Additional Influencing Factors Affecting The Google PageRank
Many people have discussed the possibility that things beyond the link structure of the web are considered by the PageRank algorithm ever since Page and Brin published the science behind the rankings. In his patent specs, Page discusses a few additional influencing factors. These include:
- Date of link publication
- Significance of the link
- Distance between web pages
- Visibility of the link
- Link position
The reason additional factors such as these are considered in the PageRank algorithm is the fact that including them leads to a significantly better approximation of human usage deviating from the random surfer model. Considering visibility, position, and significance of the link all allow a better approximation to reality than does the rather static and uninnovative models that require the person to effectively operate as an agent that has no interaction with the website beyond randomly selecting a link on the page.
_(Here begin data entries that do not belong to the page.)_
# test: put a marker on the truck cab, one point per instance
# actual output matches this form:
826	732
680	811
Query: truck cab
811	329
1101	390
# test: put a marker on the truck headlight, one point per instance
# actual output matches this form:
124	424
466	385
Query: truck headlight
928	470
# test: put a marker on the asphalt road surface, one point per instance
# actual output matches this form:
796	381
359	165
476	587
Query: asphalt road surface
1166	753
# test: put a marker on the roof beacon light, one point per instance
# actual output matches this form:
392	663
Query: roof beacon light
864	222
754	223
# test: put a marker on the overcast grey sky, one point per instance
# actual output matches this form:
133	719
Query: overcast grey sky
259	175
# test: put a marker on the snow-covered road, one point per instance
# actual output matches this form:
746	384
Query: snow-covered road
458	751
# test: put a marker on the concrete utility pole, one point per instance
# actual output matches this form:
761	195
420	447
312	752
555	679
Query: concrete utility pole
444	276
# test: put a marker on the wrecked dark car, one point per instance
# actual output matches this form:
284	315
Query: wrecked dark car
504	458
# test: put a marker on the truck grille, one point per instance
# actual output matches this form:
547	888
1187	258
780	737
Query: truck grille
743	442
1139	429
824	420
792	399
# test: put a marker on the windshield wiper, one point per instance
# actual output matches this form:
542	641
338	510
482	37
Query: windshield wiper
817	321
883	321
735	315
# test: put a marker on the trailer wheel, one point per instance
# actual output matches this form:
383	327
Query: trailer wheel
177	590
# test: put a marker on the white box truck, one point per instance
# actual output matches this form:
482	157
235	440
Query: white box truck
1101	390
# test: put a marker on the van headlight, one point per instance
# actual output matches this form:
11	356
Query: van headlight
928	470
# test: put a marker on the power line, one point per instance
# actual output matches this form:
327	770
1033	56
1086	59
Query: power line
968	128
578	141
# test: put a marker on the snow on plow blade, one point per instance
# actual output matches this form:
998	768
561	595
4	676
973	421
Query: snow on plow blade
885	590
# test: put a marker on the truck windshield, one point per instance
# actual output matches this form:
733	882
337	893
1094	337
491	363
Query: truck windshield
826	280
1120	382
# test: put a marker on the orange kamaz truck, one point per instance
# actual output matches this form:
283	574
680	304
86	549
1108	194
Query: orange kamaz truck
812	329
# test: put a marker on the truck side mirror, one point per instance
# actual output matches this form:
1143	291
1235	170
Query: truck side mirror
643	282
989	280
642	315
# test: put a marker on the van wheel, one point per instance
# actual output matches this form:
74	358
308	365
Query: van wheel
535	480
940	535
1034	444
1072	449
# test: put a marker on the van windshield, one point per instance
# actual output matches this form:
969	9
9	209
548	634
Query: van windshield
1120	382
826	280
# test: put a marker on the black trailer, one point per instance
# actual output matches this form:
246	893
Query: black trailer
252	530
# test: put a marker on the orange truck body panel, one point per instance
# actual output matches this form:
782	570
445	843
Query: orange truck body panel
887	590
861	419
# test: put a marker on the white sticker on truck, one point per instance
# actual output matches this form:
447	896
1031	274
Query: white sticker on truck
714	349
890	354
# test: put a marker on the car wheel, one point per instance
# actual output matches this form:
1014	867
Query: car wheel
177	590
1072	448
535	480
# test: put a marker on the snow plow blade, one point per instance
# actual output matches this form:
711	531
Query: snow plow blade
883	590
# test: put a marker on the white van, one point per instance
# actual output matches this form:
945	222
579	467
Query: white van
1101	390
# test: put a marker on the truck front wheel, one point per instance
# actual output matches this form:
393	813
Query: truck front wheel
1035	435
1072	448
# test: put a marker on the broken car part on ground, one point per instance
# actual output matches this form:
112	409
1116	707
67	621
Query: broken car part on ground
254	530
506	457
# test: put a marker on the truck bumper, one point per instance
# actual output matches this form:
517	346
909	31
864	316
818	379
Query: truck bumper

Of course, these factors were just suggestions on Page’s part, and it’s impossible to run tests to determine whether or not they’ve been incorporated into the Google PageRank algorithm. Because of that, there’s no point in trying to produce a model to replicate behavior that these factors would introduce. Rather, we’ll take a look at how additional influencing factors could be brought into the model, which will reveal quite a bit about how much flexibility Google has in influencing PageRank information after the fact.
Implementing the PageRank algorithm by adding additional ranking factors requires us to modify the algorithm we proposed in the beginning. We can safely make two assumptions: That the PageRank calculations are iterative, and that the number of database queries made during the iterations is minimized for the sake of saving computational time and resources. With that in mind, let’s look at the following extension of the PageRank algorithm:
PR(A) = (1-d) + d (PR(T1)×L(T1,A) + … + PR(Tn)×L(Tn,A))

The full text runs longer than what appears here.